Foto: Thiago Soares/Folha Vitória O crescimento da população em situação de rua no Espírito Santo aumenta a pressão sobre uma rede que envolve assistência social, saúde, acolhimento, qualificação profissional e políticas habitacionais.
O Estado tem equipamentos e serviços voltados para esse público, mas gestores, profissionais e entidades apontam que a estrutura ainda enfrenta dificuldades para acompanhar a complexidade e o tamanho da demanda.
Um informe técnico publicado pelo Observatório Brasileiro de Políticas Públicas com a População em Situação de Rua, da Universidade Federal de Minas Gerais (OBPopRua/Polos-UFMG) em junho deste ano, com base nos dados do CadÚnico, apontou que 5.008 pessoas vivem nesta situação no Espírito Santo .
Isso coloca o Estado na 13ª posição entre as federações.
Na quinta reportagem da série “Desafios do ES” , que aprofunda cinco temas apontados pelos leitores como prioritários para o próximo governo do Estado , o Folha Vitória continua a mostrar o cenário da população em situação de rua no Espírito Santo, mas a pergunta passa a ser outra: quais são os gargalos da rede capixaba e o que pode ser feito para ampliar o atendimento?

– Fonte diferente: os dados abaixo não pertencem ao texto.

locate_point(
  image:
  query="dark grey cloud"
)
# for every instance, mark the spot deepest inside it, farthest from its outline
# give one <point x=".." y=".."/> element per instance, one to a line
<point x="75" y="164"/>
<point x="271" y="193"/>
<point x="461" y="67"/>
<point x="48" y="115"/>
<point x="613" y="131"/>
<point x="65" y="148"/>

Seis equipes de Consultório na Rua Na área da saúde, segundo a Secretaria de Estado da Saúde (Sesa), o Espírito Santo conta atualmente com seis equipes de Consultório na Rua , que atuam em: Vitória Vila Velha Serra Cariacica São Mateus Cachoeiro de Itapemirim Linhares, Guarapari e Aracruz estão em processo de implantação de novas equipes.
De acordo com a pasta, essas equipes fazem atendimento itinerante e busca ativa, levando os serviços de saúde até os territórios onde essa população está.
O trabalho também envolve articulação com Unidades Básicas de Saúde, Centros de Atenção Psicossocial (CAPS), serviços de urgência e emergência e outros pontos da rede.
Entretanto, a Sesa destaca que o atendimento não depende exclusivamente do Consultório na Rua.
A continuidade do cuidado exige integração entre diferentes serviços e níveis de governo.
A atualização da Política Nacional de Atenção Integral à Saúde da População em Situação de Rua, feita em junho de 2026, reforçou justamente a necessidade de ampliar o acesso, fortalecer a integração entre as equipes e garantir atendimento mesmo quando a pessoa não possui endereço fixo.
A enfermeira Adriana Gonçalves, que trabalhou em uma equipe de Consultório na Rua, afirma que o atendimento de saúde consegue alcançar pessoas que dificilmente procurariam espontaneamente uma unidade tradicional.
Entretanto, muitos problemas aparecem depois do atendimento.
Uma pessoa pode receber medicação, passar por consulta ou ser encaminhada para um tratamento, mas continuar sem um local adequado para morar e se recuperar.